Battlefields and Ghosts of Gettysburg
If you’re making a tour of the United States’ national parks, one you shouldn’t miss is the Gettysburg National Military Park, a park and museum that commemorates, at fifty-one thousand casualties, one of the deadliest battles of the Civil War, when the Union won over Robert E. Lee’s second and most ambitious try at invading the North. Of course, the battle also gave President Abraham Lincoln the occasion to make his most famous speech, The Gettysburg Address.

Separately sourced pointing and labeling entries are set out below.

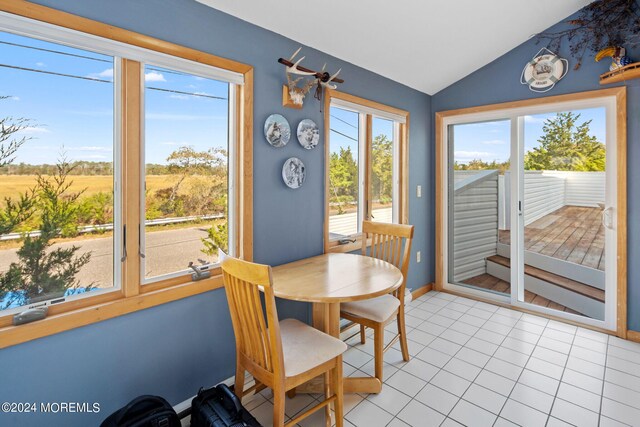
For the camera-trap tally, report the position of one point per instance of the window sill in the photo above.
(12, 335)
(335, 247)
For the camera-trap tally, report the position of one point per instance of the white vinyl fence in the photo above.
(548, 191)
(481, 203)
(475, 223)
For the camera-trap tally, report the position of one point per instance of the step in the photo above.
(563, 282)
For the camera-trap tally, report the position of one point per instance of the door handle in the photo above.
(607, 219)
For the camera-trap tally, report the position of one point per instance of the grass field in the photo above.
(13, 185)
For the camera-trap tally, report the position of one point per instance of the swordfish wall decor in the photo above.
(292, 94)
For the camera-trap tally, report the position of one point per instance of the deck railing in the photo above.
(481, 201)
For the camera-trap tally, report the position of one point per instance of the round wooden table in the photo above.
(326, 281)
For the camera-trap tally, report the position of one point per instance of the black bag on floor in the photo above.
(219, 407)
(144, 411)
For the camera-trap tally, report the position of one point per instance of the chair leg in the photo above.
(378, 344)
(402, 330)
(238, 385)
(327, 394)
(278, 407)
(337, 385)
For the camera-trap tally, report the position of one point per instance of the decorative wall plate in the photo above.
(277, 130)
(293, 172)
(308, 133)
(544, 71)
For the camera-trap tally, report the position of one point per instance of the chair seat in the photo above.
(304, 347)
(378, 309)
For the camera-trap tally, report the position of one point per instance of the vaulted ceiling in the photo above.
(424, 44)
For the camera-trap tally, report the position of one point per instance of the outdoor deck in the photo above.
(572, 233)
(489, 282)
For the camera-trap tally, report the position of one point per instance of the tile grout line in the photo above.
(517, 381)
(555, 397)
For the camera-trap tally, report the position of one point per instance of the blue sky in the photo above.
(78, 113)
(490, 141)
(345, 130)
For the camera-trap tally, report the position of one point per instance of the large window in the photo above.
(186, 158)
(58, 213)
(366, 150)
(124, 161)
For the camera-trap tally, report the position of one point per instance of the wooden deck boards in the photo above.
(489, 282)
(572, 233)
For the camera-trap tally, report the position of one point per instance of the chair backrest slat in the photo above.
(257, 338)
(387, 245)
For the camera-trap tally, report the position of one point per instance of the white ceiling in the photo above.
(424, 44)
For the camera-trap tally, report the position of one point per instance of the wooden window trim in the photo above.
(134, 296)
(620, 93)
(403, 170)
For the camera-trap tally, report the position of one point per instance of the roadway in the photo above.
(166, 251)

Once you’ve checked into one of the fine hotels Gettysburg has available for its visitors, start your visit to the park’s museum and visitor center. The center is a little over a year old, having its grand opening on September 26 in 2008. You’ll find galleries on both Gettysburg and the Civil War; there’s a film titled, “A New Birth of Freedom,” as well as a bookstore and, what the park calls, a “refreshment saloon.” The visitor’s center will help acquaint you with the park, and the museum itself gives you more of an understanding about the Civil War, tracing its history from beginning to end, including a number of Civil War artifacts.
If you can wait until summer to go, the Rangers have a number of interesting programs, such as battlefield walks, as well as anniversary battle walks. The park also contains the David Wills House, a one hundred forty seven-plus year old house once owned by an attorney in 1863, now most famous for the giving President Lincoln a place to stay the night before he delivered his address.
Of course, if you’ve exhausted the parks and battlefields of Gettysburg, you may wish to check out the ghosts. There are more than a few stories about ghosts, strange lights, sightings of soldiers in battlefields, visions and apparitions of the past, appearing and vanishing. So, not only does Gettysburg have battlefield walks, but they have a ghost walk, too. A tour guide will give you the history of the town’s ghosts, dressed in the clothes of the time period, going through the town that were once battlefields themselves. If you’re a ghost hunter, or a fan of ghost hunting, this is certainly one of Gettysburg’s key attractions.